Back in the early 80’s, a city crew arrived in front of my (new to me) house to do a “test bore” into the ground. Natch, I asked what they found. In bored voices, they said 35′ of gritty sand and gravel mixed, ie riverbed or glacial till. Very interesting, I thought, this means I should have a fairly stable foundation and good drainage.
Sure enough, pour a bucket of water on my driveway or garden, and it disappears straight down. All the rain the runs off my roofs on the west side of my house lands on my deliberately-permeable patio surfaces, and even in the heaviest August downpours, seldom puddles beyond five minutes.
The other side of the house, rain lands on a paved driveway, runs onto the street, and joins the enormous puddles at the street dead end in front of my house. I happen to be the lowest point on the street, so the puddles get deep and large quickly. All these paved surfaces shed water too fast, and then overload the sewers, which flood into the river … you know the story.
I railed here before that the city permits too much impermeable paving. Rather than installing expensive new sewers, or trendy bioswales, maybe we would find it cheaper to rip out asphalt in favour of permeable paving.

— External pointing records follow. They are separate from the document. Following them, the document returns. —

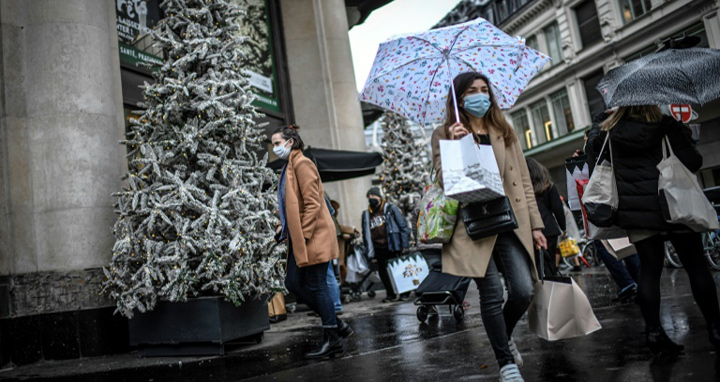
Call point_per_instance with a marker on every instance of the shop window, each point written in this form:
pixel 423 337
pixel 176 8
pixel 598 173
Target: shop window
pixel 632 9
pixel 596 103
pixel 588 23
pixel 552 37
pixel 522 128
pixel 563 112
pixel 542 122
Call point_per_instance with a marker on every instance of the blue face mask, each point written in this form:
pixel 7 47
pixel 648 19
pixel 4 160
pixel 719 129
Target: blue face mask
pixel 477 104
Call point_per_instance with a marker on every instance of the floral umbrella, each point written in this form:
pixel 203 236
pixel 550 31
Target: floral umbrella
pixel 412 74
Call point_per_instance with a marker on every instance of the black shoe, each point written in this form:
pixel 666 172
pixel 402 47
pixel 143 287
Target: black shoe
pixel 332 346
pixel 628 294
pixel 344 329
pixel 659 342
pixel 714 332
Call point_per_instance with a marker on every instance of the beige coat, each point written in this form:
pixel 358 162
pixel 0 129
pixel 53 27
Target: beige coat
pixel 312 230
pixel 466 257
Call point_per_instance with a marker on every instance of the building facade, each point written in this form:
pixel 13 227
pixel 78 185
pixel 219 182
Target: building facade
pixel 585 39
pixel 69 82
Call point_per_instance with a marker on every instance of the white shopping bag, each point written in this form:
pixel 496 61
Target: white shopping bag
pixel 406 273
pixel 470 171
pixel 576 169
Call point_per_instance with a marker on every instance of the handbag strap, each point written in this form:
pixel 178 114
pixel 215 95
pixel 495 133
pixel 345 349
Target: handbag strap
pixel 667 147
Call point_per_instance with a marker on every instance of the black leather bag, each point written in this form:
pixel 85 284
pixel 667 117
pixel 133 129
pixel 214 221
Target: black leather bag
pixel 489 218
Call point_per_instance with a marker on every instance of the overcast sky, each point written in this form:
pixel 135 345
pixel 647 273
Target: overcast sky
pixel 398 17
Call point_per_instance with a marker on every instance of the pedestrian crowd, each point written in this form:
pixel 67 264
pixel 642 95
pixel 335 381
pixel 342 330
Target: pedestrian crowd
pixel 504 265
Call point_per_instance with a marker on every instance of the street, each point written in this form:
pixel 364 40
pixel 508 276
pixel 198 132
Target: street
pixel 390 345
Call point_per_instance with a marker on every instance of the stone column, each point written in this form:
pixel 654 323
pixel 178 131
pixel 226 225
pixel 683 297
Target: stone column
pixel 61 119
pixel 323 89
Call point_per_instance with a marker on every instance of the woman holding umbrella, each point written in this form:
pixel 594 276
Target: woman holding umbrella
pixel 636 135
pixel 307 224
pixel 478 114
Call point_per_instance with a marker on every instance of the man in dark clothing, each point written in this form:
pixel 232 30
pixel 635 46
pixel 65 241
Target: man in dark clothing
pixel 386 236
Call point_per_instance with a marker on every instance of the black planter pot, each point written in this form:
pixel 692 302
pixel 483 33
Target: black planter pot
pixel 200 326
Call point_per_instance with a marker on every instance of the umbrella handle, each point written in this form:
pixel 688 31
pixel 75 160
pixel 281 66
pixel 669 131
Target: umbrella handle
pixel 452 86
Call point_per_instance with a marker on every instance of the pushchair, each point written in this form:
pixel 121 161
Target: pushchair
pixel 441 289
pixel 361 273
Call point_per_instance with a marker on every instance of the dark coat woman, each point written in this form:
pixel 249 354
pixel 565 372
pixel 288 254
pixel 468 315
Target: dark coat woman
pixel 636 135
pixel 551 210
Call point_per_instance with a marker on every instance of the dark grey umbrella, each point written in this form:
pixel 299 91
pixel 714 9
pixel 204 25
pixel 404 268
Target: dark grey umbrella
pixel 682 76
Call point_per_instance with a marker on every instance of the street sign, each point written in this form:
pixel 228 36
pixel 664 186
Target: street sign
pixel 682 113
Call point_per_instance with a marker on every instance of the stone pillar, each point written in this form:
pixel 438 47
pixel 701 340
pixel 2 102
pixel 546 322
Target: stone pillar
pixel 323 89
pixel 60 123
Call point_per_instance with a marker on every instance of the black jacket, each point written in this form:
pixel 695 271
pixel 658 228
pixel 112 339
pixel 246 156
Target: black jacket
pixel 636 152
pixel 551 211
pixel 397 228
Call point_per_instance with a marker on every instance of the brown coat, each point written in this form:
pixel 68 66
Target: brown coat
pixel 466 257
pixel 312 231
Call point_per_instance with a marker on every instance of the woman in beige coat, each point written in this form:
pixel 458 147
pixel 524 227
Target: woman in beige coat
pixel 307 224
pixel 510 253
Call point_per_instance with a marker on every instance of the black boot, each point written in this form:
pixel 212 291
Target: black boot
pixel 714 332
pixel 332 345
pixel 659 342
pixel 344 329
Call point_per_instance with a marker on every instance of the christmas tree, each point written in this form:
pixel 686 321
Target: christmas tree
pixel 405 153
pixel 197 214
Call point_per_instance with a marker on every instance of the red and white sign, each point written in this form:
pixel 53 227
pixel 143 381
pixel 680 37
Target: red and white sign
pixel 682 113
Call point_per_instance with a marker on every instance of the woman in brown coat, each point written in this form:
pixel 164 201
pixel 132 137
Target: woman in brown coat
pixel 307 224
pixel 512 252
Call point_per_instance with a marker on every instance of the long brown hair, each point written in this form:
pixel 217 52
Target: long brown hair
pixel 493 117
pixel 539 175
pixel 644 113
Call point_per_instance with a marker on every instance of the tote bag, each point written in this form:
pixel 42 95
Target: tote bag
pixel 681 198
pixel 600 196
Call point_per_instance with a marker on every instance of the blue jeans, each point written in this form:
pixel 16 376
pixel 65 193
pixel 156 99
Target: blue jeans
pixel 334 288
pixel 311 285
pixel 499 321
pixel 624 275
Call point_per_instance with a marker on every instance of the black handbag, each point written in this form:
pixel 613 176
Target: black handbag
pixel 489 218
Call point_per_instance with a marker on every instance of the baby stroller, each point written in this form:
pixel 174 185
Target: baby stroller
pixel 441 289
pixel 361 273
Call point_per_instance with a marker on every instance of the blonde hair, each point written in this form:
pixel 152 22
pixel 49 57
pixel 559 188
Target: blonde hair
pixel 644 113
pixel 493 117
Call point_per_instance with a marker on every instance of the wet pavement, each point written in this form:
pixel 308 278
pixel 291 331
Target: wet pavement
pixel 391 345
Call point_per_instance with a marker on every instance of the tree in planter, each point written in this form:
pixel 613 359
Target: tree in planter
pixel 406 161
pixel 197 215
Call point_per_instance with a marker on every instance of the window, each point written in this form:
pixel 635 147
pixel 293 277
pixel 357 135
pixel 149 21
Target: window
pixel 552 37
pixel 541 121
pixel 522 128
pixel 632 9
pixel 596 104
pixel 563 113
pixel 588 23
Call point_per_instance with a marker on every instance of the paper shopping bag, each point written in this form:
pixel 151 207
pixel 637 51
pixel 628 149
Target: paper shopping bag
pixel 406 273
pixel 470 171
pixel 620 248
pixel 560 310
pixel 576 169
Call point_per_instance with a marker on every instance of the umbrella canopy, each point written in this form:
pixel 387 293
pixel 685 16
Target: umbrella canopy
pixel 674 76
pixel 412 74
pixel 335 165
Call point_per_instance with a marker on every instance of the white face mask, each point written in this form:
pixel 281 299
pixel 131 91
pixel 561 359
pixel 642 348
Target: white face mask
pixel 282 151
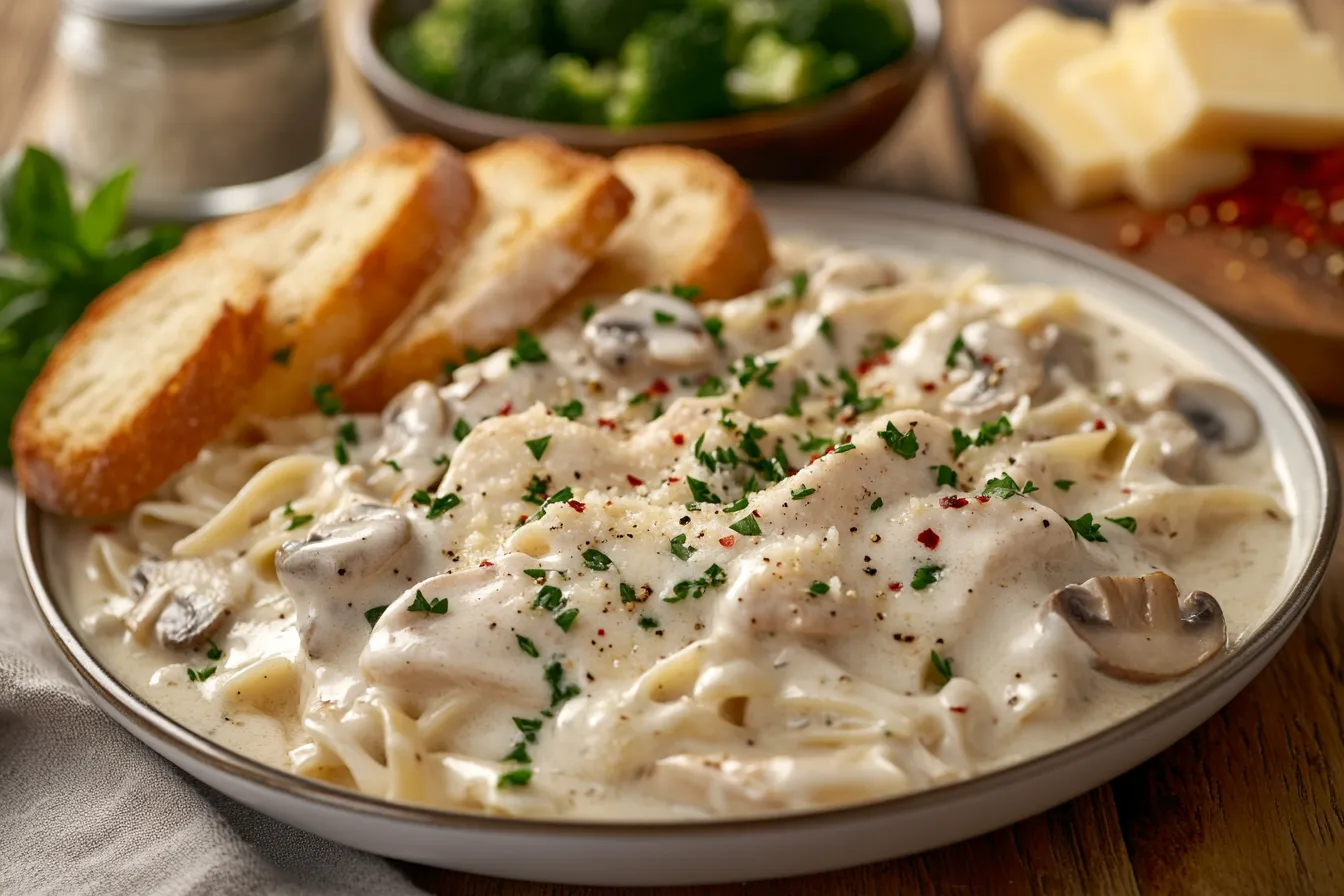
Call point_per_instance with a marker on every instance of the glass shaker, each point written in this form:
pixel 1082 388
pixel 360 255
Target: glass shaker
pixel 219 105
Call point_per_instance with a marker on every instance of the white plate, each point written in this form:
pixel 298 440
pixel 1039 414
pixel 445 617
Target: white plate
pixel 758 848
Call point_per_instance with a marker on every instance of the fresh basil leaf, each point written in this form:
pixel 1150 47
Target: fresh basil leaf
pixel 105 214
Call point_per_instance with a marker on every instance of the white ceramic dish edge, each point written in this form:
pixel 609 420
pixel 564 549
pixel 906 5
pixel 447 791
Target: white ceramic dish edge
pixel 760 848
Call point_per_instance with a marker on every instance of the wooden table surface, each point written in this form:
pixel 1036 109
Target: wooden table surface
pixel 1251 802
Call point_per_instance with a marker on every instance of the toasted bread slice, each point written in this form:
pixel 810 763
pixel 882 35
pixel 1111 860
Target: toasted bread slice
pixel 543 215
pixel 694 223
pixel 156 367
pixel 344 258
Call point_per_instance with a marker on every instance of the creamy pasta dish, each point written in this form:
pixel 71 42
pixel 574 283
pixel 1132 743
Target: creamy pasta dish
pixel 872 528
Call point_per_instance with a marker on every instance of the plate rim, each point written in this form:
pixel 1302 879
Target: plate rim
pixel 133 711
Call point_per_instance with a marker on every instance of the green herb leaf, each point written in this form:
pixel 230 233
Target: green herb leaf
pixel 925 576
pixel 1085 528
pixel 746 525
pixel 538 446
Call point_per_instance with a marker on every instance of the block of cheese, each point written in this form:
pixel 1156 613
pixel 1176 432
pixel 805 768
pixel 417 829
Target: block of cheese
pixel 1019 92
pixel 1113 86
pixel 1241 74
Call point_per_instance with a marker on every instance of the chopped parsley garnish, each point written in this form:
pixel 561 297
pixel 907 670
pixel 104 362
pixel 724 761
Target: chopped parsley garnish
pixel 594 559
pixel 324 396
pixel 942 668
pixel 1085 528
pixel 800 391
pixel 700 490
pixel 516 778
pixel 687 293
pixel 538 446
pixel 420 605
pixel 925 576
pixel 746 525
pixel 559 691
pixel 710 387
pixel 960 442
pixel 199 675
pixel 958 345
pixel 571 410
pixel 680 550
pixel 799 284
pixel 549 598
pixel 527 349
pixel 903 443
pixel 1005 486
pixel 714 327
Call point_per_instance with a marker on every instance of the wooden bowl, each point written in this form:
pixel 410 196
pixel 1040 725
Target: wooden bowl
pixel 790 143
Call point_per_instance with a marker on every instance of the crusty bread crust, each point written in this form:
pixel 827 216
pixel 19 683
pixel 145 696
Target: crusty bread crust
pixel 69 472
pixel 461 309
pixel 371 288
pixel 734 246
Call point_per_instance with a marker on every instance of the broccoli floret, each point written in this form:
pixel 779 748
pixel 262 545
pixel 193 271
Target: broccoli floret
pixel 872 31
pixel 575 92
pixel 774 71
pixel 428 50
pixel 672 69
pixel 598 27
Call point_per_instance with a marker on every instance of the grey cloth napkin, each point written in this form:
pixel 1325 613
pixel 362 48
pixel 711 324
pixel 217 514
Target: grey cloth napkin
pixel 85 808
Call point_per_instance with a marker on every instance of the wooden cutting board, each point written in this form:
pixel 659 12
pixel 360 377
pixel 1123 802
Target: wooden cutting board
pixel 1289 302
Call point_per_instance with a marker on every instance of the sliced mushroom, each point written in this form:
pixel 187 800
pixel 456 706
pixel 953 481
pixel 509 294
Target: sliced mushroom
pixel 1223 419
pixel 854 272
pixel 649 329
pixel 1140 629
pixel 1005 368
pixel 184 601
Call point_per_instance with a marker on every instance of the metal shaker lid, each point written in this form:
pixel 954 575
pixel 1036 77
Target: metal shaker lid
pixel 175 12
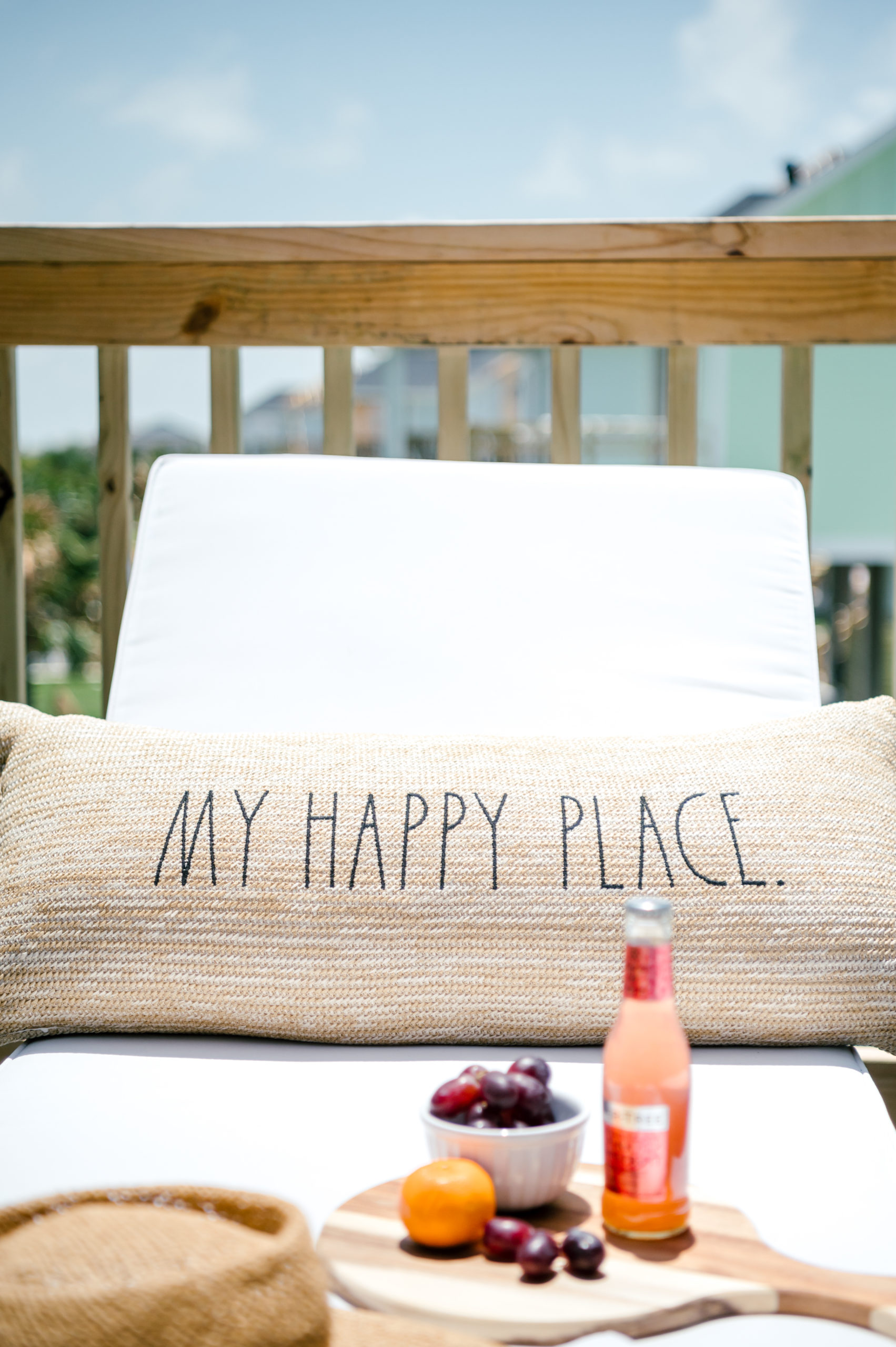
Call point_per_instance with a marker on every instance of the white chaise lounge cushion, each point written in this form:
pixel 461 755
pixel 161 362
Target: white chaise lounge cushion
pixel 308 593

All this unseasonable talk of rainfall and runoff comes from finding the attached map of soils and underlying geology for central Ottawa. It’s fun to find your house and learn what’s underneath it. And it is a reminder that what’s under your house may not be what’s under your neighbours’ houses. Look at Rochester Street, south of Somerset, where one side of the street is bedrock and the other drains perfectly.
double click and it may enlarge the picture
All this brought back fond memories of studying physical geography, surficial geology, and foundation and sewer engineering. Thanks to Jeff Leiper for sending me the document with the map. I’m sure I was supposed to focus on something else, but the map was the real prize for me.